同い年くらいに見えるだけに、余計にそんなことを思ってしまい苦笑いする。


「そういや、リエンはどうしてここに? というか、何時から居たんだ?」

「リーマとターレンとの会合が終わった後だ。知り合いに、アマンらしき奴がここに居るって聞いて、急いで来たってわけだ」

「知り合い? 商会の人間か?」

「そんなんじゃねえよ。さっきも言ったが、この街でうちが活動することに関しては手を引く……が、俺の友達が居るのは別に構わないだろ?」


 聞けば、リエンにはこの街だけでなく世界中至る所に商人や冒険者問わず友人が存在し、時折、情報を貰ったりもしているらしい。

 ここに来たのは、そんな数多く居る友人の一人からアマンの情報を聞き、何かしでかすのではと思って、来たという。目の前でアマンが何かすれば、問答無用で、アマンを罰することが出来るついでに、俺達への謝罪をしたかったとのことだ。

 まさか、実力行使で強引に復讐してくるとは流石に思ってはいなかったと笑った。


「もう少し穏便にするかと思ったら、この人数の人間が集まっていたから、予定を変えたってところだな。騎士殿は愛されてんだな~」

「嬉しい限りです」


 ツバキを心配する皆の思いが、この結果につながったと言うことで、色々と抱えていたリエンの肩の荷は少々軽くなったようだ。

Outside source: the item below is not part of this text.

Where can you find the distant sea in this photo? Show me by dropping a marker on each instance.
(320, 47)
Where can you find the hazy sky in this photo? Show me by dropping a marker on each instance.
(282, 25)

「しかし、さっきの条件……良いのか? 俺にはお前が損ばかりしているようにしか見えないんだが……?」


 俺は、リエンがこれから、謝罪の意味も込めて行っていく事についての疑問をぶつけてみた。リエンは、酒を飲みながら、フッと笑う。


「良いんだ。この街が潤うのなら、それで良い。そうすれば、うちもわざわざ面倒なことに巻き込まれるってことは無くなるだろうからな」

「しかし、港の使用料については、私もやり過ぎだと思いますが……?」

「そんなことは無い。ここの漁師や港の運営が潤えば、レイヴァンや、レイン、コクロ、リヨク、シルバ、ゴルドの港も活気づくってことだ。そうなれば、うちの利益も大きくなるだろうからな。元々ターレンに対して出資する予定だったから、ついでだ、ついで」


 港が上手く回らないと、リエン商会としても、物流などの関係で不具合が出ることもあり、近々、マルドの港を運営するターレン商会に、リエン商会からかなりの額を提供する予定であったという。それも、これから毎年行うつもりだった。

 今回の会合ではその予定を前倒しして、漁師達の支援金のつもりでターレン商会に港の運営費を渡すつもりらしい。

 港の運営自体には、リエンもターレンに任せているとのこと。理由は、仕事が増えるからだと、苦笑いしていた。


「正直、これ以上面倒を見る場所が増えるのは勘弁してほしいな。今の所、レイヴァンとリヨク、それからゴルドの港とレインの港の一部の運営を任されているが、結構辛いからな。他の所の運営は他人に任せて、こちらから出資金を出した方が楽だ。これで、ターレン商会とは今後も上手くやっていけそうだし、漁師達からの信用も得られるので、ある意味、得をしたことになる。

 更に、ここの商会に与していない商人達の信頼を築くきっかけも出来たことだし言うことは無いな」


 意外と、色々と考え、更には商会の利益になるように話をつけていたリエン。この街に手は出さないが、付き合いとしては開拓したいようで、その目的は果たしたと、酒を飲んだ。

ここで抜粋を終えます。